„Weil ich sterb, wenn ich bleiben muß!“ Wie von Sinnen faßte sie ihn am Arm und suchte ihn von der Türe wegzuzerren. Er schleuderte sie zurück, daß sie zu Boden sank; sie raffte sich auf und stürzte wieder auf ihn zu.

„Dirn!“ knirschte er. „Du tust mir keinen Schritt aus dem Haus, oder —“ Er riß ein Beil von der Wand.

„Jesus im Himmel! Polzer!“ kreischte Sepha, aber sie hatte nicht die Kraft, sich aufzurichten.

Mit ausgebreiteten Armen stand Gittli vor dem Bruder. „Schlag zu, schlag zu! Hast ihn doch auch erschlagen. Tust mir nur eine Freud an, wenn du zuschlagst, daß ich dalieg und meinen letzten Schnaufer mach. Schlag zu! Oder traust du dich nit? Meinst du, es wär an einem schon genug? Dann geh von der Tür und gib meinen Weg frei!“

Sie stand vor ihm mit blitzenden Augen, als wäre sie gewachsen und um Jahre gealtert in dieser Stunde.

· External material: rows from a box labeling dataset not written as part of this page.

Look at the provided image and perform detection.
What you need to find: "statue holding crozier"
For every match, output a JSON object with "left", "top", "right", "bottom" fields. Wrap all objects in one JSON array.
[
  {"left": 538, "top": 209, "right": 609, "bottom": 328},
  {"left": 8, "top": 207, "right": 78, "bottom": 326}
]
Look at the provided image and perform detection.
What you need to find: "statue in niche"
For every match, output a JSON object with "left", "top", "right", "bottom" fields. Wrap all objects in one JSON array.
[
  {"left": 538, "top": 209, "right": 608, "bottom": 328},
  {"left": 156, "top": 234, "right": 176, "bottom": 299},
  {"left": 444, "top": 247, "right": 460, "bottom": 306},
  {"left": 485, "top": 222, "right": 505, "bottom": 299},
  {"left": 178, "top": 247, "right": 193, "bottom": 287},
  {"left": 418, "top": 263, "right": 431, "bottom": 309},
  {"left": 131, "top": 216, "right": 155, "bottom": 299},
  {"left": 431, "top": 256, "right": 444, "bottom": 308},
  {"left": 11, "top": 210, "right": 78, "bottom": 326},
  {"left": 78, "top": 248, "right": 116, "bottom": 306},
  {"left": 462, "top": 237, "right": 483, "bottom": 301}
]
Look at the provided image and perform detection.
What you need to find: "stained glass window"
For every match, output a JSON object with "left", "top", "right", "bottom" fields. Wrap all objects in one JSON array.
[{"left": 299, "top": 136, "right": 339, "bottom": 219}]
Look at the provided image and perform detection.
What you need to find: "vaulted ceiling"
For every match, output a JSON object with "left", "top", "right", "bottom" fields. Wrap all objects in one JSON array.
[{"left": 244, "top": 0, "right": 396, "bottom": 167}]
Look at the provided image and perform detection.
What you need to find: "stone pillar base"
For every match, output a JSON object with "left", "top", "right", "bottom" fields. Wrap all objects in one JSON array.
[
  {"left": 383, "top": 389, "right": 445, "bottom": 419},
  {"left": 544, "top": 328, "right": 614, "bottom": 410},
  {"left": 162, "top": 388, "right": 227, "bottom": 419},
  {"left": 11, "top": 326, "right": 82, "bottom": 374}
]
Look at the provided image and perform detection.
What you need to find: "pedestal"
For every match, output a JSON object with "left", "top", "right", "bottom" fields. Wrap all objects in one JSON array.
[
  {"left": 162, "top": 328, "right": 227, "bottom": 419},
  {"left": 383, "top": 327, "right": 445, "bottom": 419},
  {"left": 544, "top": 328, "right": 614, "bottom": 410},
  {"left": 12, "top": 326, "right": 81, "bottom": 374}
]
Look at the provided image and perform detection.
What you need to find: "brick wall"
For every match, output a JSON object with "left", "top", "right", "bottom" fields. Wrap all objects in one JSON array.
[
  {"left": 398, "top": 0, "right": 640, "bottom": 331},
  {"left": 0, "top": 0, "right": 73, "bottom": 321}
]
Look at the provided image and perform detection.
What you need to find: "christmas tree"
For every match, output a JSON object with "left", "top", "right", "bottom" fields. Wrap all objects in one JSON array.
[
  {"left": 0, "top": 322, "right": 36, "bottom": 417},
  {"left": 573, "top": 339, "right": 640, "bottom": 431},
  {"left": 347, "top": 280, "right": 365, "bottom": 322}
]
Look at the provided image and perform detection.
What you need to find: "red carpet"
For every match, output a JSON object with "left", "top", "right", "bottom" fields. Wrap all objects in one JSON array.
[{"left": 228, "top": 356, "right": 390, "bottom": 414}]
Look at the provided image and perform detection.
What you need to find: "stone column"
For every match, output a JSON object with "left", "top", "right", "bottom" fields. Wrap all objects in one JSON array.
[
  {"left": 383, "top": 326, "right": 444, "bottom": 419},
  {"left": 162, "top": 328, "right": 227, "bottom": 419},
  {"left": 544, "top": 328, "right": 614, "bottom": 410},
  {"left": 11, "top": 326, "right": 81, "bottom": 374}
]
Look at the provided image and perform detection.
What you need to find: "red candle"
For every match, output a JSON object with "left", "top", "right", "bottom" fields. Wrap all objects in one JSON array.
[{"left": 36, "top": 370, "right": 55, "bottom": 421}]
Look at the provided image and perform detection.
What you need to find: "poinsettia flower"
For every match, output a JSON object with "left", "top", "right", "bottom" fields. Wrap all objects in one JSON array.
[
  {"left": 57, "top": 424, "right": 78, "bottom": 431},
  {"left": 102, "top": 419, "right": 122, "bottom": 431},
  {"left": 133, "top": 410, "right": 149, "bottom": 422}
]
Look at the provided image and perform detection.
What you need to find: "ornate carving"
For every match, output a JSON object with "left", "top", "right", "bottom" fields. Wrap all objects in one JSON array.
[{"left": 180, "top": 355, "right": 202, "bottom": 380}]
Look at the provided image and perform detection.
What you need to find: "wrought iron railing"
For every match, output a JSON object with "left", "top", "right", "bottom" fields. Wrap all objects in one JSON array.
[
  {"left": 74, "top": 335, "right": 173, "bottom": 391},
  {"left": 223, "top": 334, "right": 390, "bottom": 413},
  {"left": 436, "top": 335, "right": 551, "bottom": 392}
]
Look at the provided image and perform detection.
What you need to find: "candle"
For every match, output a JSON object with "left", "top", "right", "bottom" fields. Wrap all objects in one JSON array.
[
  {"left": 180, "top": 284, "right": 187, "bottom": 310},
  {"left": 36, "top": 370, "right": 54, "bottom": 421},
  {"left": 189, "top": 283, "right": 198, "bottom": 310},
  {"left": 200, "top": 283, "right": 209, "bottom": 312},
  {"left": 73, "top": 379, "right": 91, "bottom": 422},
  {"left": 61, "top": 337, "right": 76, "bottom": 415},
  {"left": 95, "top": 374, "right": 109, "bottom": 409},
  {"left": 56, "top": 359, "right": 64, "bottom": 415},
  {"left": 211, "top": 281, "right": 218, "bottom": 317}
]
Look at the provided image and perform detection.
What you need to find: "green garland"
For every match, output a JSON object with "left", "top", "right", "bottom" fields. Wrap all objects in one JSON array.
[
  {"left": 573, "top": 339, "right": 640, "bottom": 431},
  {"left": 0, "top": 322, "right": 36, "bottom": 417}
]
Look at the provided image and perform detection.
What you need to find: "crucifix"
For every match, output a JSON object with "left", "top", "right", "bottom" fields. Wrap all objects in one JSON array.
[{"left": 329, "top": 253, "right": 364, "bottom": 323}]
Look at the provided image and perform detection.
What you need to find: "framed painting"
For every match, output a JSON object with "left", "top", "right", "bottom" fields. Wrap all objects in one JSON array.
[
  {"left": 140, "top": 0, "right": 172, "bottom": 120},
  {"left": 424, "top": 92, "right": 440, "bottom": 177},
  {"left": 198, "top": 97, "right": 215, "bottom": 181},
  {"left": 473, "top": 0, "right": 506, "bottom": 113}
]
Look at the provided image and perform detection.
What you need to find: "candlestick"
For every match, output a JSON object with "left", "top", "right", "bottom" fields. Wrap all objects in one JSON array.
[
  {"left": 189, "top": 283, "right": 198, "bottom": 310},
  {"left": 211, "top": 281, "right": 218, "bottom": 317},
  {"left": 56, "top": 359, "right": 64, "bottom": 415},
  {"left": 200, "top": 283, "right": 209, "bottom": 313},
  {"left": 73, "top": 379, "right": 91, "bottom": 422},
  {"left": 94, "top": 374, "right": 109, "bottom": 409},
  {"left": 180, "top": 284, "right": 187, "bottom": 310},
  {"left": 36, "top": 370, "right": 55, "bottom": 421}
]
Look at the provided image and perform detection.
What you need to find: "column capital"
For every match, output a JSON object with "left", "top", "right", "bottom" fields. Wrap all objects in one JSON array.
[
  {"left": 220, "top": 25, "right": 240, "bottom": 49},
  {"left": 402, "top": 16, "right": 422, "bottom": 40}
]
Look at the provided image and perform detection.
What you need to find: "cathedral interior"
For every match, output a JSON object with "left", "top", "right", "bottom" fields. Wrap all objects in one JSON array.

Er ließ das Beil sinken und maß sie mit funkelnden Augen. „Du bleibst!“

Es schien, als wollte sie ihn mit beiden Händen an der Brust fassen; aber sie besann sich und ging auf das Bett zu. „Schau her, auf dein armes Kind! Ich hab es lieber gehabt als mich selber, und heut in der Nacht hab ich gemeint, ich muß mir die Seel herausbeten aus dem Leib. Und schau, jetzt leg ich die Hand auf sein kaltes Herz: daß ich zu keinem Menschen ein Sterbenswort von dem sagen will, was ich weiß! Bist du zufrieden? So gib mir den Weg frei!“

„Du bleibst, sag ich! Und bevor ich nit in aller Ruh mit dir geredet hab —“

„So halt mich, wenn du kannst!“

Ehe sie noch ausgesprochen hatte, war sie in der Kammer verschwunden; er merkte ihre Absicht und stürzte ihr nach; bevor er die Schwelle erreichte, hatte Gittli sich schon auf die Brüstung des Fensters geschwungen. Mit einem Faustschlag zerfetzte sie den dünnen Schliem, mit dem der Rahmen verklebt war, sprang ins Freie und flog der Straße zu.